Pero a Moncloa no se llega con un millón de votos y el cielo se puede tomar por asalto, como decía Marx, pero para asaltarlo hay que estar bien acompañado. Si vamos con cuatro amigos, lo más normal es que nos digan eso de vuelva usted mañana. Ahí empieza el reto de Podemos, quizá también su cortafuegos: no basta con los votos de izquierda para gobernar, por mucho que los tuyos te sigan casi con fe religiosa. Hay que sumar, al fin y al cabo la democracia es una cuestión de cantidad, de estadística. Y una vez superado el efecto gaseosa inicial, el nivel de exigencia es otro, ya es necesario tener una estructura, presentar candidatos medio decentes, hacer propuestas medio posibles… Es decir, meterse en el barro, dejar la zona de confort del “no a todo” y buscar el supuesto centro político, suponiendo que exista. Quitarle la cafeína, el azúcar e incluso las burbujas a tu mensaje inicial, sin que te abandonen aquellos que te habían comprado el estallido de todo. Ahí la ola empieza a perder fuerza.

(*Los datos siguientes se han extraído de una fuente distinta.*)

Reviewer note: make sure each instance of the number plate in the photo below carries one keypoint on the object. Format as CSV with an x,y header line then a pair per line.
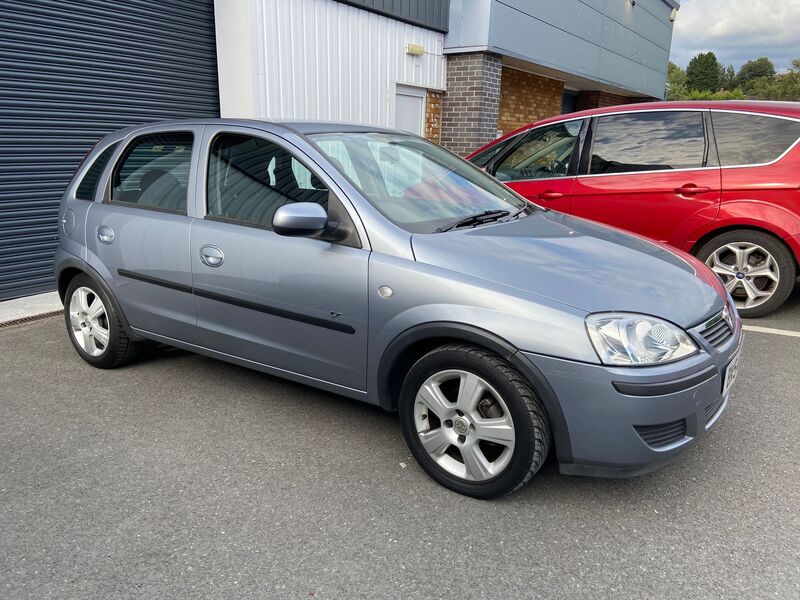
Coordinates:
x,y
730,375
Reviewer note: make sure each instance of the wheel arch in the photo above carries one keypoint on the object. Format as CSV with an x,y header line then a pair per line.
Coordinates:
x,y
69,268
709,235
412,344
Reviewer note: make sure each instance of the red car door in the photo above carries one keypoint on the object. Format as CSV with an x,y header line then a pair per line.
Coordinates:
x,y
651,172
543,164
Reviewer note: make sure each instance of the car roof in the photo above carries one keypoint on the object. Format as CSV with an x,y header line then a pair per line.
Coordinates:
x,y
779,109
301,127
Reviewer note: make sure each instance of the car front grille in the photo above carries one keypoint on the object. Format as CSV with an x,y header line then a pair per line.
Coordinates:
x,y
717,330
713,408
659,436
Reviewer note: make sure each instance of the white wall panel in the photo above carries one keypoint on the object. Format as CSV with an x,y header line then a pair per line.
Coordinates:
x,y
323,60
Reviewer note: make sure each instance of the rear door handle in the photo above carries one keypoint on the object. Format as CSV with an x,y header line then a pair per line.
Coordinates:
x,y
550,195
105,234
211,256
691,189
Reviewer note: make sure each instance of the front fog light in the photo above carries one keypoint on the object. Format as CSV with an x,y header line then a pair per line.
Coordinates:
x,y
630,339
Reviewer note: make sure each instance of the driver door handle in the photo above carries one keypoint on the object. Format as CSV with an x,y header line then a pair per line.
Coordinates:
x,y
691,189
211,256
550,195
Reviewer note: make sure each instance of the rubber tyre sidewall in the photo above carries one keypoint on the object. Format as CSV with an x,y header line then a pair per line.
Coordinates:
x,y
782,255
107,358
517,471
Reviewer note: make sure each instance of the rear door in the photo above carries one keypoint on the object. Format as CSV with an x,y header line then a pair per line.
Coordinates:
x,y
137,238
542,164
655,173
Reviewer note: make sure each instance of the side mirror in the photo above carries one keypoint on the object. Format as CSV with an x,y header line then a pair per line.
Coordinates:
x,y
300,219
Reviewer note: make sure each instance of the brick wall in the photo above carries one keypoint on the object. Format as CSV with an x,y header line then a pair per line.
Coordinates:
x,y
471,105
525,98
589,99
433,116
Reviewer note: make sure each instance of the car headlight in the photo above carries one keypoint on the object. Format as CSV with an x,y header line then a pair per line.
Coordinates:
x,y
631,339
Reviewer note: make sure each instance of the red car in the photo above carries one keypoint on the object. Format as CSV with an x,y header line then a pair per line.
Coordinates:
x,y
718,179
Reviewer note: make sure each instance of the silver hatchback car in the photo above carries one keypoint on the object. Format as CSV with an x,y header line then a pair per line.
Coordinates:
x,y
379,266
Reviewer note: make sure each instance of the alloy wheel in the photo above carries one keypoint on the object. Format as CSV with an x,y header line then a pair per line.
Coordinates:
x,y
750,273
89,321
464,425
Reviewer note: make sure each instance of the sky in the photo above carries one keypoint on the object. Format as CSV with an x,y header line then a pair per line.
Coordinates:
x,y
738,30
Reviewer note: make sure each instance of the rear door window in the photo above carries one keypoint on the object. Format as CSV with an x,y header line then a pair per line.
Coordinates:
x,y
88,185
154,172
752,139
543,153
649,141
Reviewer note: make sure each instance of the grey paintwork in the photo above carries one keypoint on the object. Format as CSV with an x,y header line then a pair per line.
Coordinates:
x,y
611,43
525,287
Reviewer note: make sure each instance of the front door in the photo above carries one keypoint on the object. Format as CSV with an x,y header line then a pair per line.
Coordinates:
x,y
295,304
542,165
138,237
653,173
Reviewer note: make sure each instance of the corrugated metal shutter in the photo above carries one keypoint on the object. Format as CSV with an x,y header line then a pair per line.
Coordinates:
x,y
71,72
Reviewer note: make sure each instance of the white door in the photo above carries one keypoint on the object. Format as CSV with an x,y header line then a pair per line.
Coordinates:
x,y
409,109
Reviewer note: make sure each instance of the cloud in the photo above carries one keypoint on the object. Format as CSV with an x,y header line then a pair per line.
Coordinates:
x,y
738,30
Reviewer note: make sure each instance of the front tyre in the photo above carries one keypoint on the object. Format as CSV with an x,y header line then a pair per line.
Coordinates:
x,y
757,269
472,422
94,327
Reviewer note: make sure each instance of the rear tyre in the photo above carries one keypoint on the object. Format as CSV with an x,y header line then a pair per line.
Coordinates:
x,y
757,269
472,422
94,326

De repente no somos ni de izquierdas ni de derechas, de repente algunos de nuestros líderes resultan no ser tan ejemplares como presumían, de repente no nos queda más remedio que reconocer que el programa de las Europeas no es viable. Además, cómo no, empiezan los líos internos, las luchas de poder, y todo lo que sobre el papel era idílico, acaba tiñéndose de los peores vicios de la política de toda la vida, incluído lo de culpar de todos nuestros males a campañas y conspiraciones, como Pujol pero vocalizando bien. Para acabar de rematarlo, surge otro partido cuya música le resulta también pegadiza a los que buscan savia nueva. Y amenazan con adelantarte, porque al menos se mojan, dan menos miedo y no cambian radicalmente de discurso cada dos meses. Se aprovechan escandalosamente de tu rebufo, que duele más, para meter el gol del palomero. Todo esto provoca que en las elecciones andaluzas tengas un gran resultado objetivamente, pero muy por debajo de tus previsiones. La ola sigue perdiendo fuerza casi al mismo ritmo que Iglesias dosifica sus intervenciones televisivas.
Precisamente, en una de sus últimas apariciones, Pablo Iglesias regala al actual rey la serie Game of Thrones, dice que para ayudarle a entender la realidad española. Hubiera sido un buen punto que el Borbón le obsequiara con las 5 temporadas de The Wire, y le explicara que va de “la ineficacia de las organizaciones de poder y las luchas internas que surgen para controlarlas”, según palabras de David Simon, creador de esta obra imprescindible. Que los yonkis de Baltimore pueden enseñarnos tanto o más que los Stark o los Lannister, aunque estén menos de moda.
Quizá no le haga falta, tal vez ya la haya visto, apuesto que en versión original y subtitulada, como debe ser. Puede que ya se haya empapado en su día de ese insuperable tratado sobre la corrupción. Pero a lo mejor la historia no es más que un bucle infinito y a todo lo que aspire Iglesias sea al retrato que Umbral dibujó de Felipe González, el reformista reformado, la lucha del hombre contra las instituciones como versión moderna de la lucha clásica del hombre contra los dioses.
O dicho en lenguaje de ahora: qué duro es pretender formar parte de la casta, espero que tanto esfuerzo valga la pena. Sea a quien sea.